If your worker is simple and doesn't need DI for anything else, using var repo = new RecordRepository(connStr); inside the loop is a fine alternative.

Connection pool — make sure it's on

ADO.NET pools physical SQL Server connections per process by connection-string identity. With pooling enabled (the default), using var repo = new MyRepo(connStr) borrows from the pool — opening it is microseconds. With Pooling=False, every Open() does a full TDS handshake, which is hundreds of milliseconds and will absolutely show up in your ASP.NET Core p99 latency.

# Production: Pooling is on by default; do not turn it off.
Data Source=...;Initial Catalog=...;Integrated Security=True;TrustServerCertificate=True;

# Tests sometimes use Pooling=False to surface connection-leak bugs that
# would otherwise be masked by the pool.
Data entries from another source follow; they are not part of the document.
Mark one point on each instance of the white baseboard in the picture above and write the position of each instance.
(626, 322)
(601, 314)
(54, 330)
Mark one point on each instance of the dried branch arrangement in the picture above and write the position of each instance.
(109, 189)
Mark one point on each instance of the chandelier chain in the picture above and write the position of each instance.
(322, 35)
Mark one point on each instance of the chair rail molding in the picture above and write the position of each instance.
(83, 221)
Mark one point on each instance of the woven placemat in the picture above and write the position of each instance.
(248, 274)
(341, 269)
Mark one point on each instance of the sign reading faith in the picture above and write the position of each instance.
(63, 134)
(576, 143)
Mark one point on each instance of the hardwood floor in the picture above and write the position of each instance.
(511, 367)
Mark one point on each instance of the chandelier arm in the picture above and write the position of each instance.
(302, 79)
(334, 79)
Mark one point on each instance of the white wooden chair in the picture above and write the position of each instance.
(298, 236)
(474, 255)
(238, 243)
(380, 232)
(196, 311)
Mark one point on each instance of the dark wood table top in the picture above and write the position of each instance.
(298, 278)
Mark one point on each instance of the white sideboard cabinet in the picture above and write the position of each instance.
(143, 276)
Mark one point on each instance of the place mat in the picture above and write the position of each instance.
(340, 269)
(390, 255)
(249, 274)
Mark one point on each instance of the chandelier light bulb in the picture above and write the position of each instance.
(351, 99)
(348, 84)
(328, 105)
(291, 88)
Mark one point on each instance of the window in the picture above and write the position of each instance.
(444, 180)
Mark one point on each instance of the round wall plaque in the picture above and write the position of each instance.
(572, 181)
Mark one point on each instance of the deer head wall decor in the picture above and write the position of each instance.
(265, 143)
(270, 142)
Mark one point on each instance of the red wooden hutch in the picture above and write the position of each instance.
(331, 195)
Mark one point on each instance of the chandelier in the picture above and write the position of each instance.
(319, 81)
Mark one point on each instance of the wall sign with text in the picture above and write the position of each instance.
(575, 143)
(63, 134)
That's fine for tests, never for
# production.

Using a connection string from IConfiguration

Layered configuration works the same way as for any other service:

// appsettings.json + appsettings.Development.json + environment variables + user-secrets
var connStr = builder.Configuration.GetConnectionString("DatabaseConnection")!;

For developer-machine overrides, prefer .NET user-secrets over machine-name-suffixed config keys:

dotnet user-secrets set "ConnectionStrings:DatabaseConnection" "Data Source=..."

Multiple repository assemblies — bulk registration

If you have many repository classes, you can roll your own bulk-registration extension to avoid one AddScoped line per type:

public static IServiceCollection AddRepositories(
    this IServiceCollection services,
    string connectionString,
    Assembly assembly)
{
    foreach (var t in assembly.GetTypes()
                              .Where(t => !t.IsAbstract &&
                                          typeof(RepositoryBase).IsAssignableFrom(t)))
    {
        services.AddScoped(t, sp => ActivatorUtilities.CreateInstance(sp, t, connectionString));
    }
    return services;
}

ActivatorUtilities.CreateInstance lets the constructor request additional DI dependencies (an ILogger<T>, etc.) alongside the connection string.